AP photo by Mark Baker

Avalon Zoppo reports for the Atlantic City Press

MARGATE — In an effort to cut down on plastic bag use, Margate is launching a new program that will have businesses distribute 10,000 reusable bags to customers.

The program, called “Bag it Forward,” will start in the spring with a majority of local businesses on board. Shoppers will be given fabric bags they can return at any participating stores or keep for future use.
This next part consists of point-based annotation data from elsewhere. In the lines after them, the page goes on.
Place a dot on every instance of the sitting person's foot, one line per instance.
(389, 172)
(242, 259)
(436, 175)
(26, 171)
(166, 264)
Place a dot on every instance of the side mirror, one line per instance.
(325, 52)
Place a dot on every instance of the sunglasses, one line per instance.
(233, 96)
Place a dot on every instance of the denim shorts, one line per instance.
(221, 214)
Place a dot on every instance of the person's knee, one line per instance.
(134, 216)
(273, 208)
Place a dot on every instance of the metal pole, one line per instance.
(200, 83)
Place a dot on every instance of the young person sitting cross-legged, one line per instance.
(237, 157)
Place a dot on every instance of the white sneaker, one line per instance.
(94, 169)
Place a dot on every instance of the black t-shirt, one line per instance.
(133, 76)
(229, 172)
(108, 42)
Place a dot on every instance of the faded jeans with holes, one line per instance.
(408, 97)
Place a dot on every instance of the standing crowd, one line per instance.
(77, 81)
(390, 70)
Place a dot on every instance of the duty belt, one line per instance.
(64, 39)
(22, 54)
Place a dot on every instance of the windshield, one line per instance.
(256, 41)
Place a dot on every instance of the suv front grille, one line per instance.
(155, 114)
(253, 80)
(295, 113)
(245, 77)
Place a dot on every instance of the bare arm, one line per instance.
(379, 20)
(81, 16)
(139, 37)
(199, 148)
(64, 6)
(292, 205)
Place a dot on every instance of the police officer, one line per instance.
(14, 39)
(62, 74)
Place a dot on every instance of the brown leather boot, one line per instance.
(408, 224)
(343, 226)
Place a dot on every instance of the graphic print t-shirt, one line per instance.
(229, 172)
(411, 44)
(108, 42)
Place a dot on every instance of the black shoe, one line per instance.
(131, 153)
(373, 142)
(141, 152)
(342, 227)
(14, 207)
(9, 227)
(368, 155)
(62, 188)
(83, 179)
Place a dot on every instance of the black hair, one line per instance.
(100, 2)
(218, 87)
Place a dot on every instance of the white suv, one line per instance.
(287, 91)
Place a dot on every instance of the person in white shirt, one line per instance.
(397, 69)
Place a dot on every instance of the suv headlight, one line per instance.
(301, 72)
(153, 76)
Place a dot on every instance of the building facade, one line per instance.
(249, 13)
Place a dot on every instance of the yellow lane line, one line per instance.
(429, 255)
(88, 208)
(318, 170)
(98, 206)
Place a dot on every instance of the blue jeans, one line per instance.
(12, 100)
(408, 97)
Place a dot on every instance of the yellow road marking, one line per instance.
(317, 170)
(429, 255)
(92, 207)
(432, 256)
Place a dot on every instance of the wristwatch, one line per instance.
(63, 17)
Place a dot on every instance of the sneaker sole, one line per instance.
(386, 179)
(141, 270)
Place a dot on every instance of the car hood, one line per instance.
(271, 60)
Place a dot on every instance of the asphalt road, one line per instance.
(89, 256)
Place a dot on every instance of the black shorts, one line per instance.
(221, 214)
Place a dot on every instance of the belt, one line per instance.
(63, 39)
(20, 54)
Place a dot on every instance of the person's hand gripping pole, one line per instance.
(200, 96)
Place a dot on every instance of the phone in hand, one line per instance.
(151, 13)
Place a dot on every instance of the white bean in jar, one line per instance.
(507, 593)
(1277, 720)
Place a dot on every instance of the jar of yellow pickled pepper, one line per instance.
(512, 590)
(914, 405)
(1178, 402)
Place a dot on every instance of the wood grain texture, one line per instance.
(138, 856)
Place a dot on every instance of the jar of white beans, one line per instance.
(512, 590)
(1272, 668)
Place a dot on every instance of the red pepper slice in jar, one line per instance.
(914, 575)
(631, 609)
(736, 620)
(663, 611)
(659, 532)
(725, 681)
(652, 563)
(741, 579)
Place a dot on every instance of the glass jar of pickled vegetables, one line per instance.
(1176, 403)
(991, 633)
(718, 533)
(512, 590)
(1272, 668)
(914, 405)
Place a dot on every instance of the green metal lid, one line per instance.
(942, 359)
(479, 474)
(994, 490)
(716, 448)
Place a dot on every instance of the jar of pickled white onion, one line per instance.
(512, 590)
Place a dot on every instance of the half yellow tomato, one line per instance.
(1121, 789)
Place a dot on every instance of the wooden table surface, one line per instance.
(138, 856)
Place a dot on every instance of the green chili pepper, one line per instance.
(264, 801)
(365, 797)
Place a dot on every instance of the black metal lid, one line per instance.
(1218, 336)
The city and the Margate Business Association are working together on the program.

“It will become cyclical in nature,” said MBA Executive Director Anna Maria Blescia-Courter.

Margate has not joined a growing number of shore towns that have placed fees on single-use plastic bags in hopes of reducing the amount of litter that ends up on beaches and in the ocean.

In towns with plastic bag fees, it’s ‘matter of changing old habits’

In Margate, plastic bags will still be used as a backup, Blescia-Courter said.

“The point is to convert everything to reusable bags and get plastic bags out of circulation,” she said. “We’re not putting a cost burden on anyone.”

The initial cost for Margate’s new program is several thousand dollars, Blescia-Courter said. Those costs are being covered by Downbeach Dental, Tomatoe’s Restaurant and Colmar Hardware.

Longport became the first municipality in the state to pass an ordinance placing fees on single-use plastic bags in 2016, followed by Ventnor, Brigantine, Somers Point and others.

Meanwhile, a bill sits in the state Legislature that would ban stores from distributing single-use plastic bags and plastic straws, and put a fee on paper-bag use.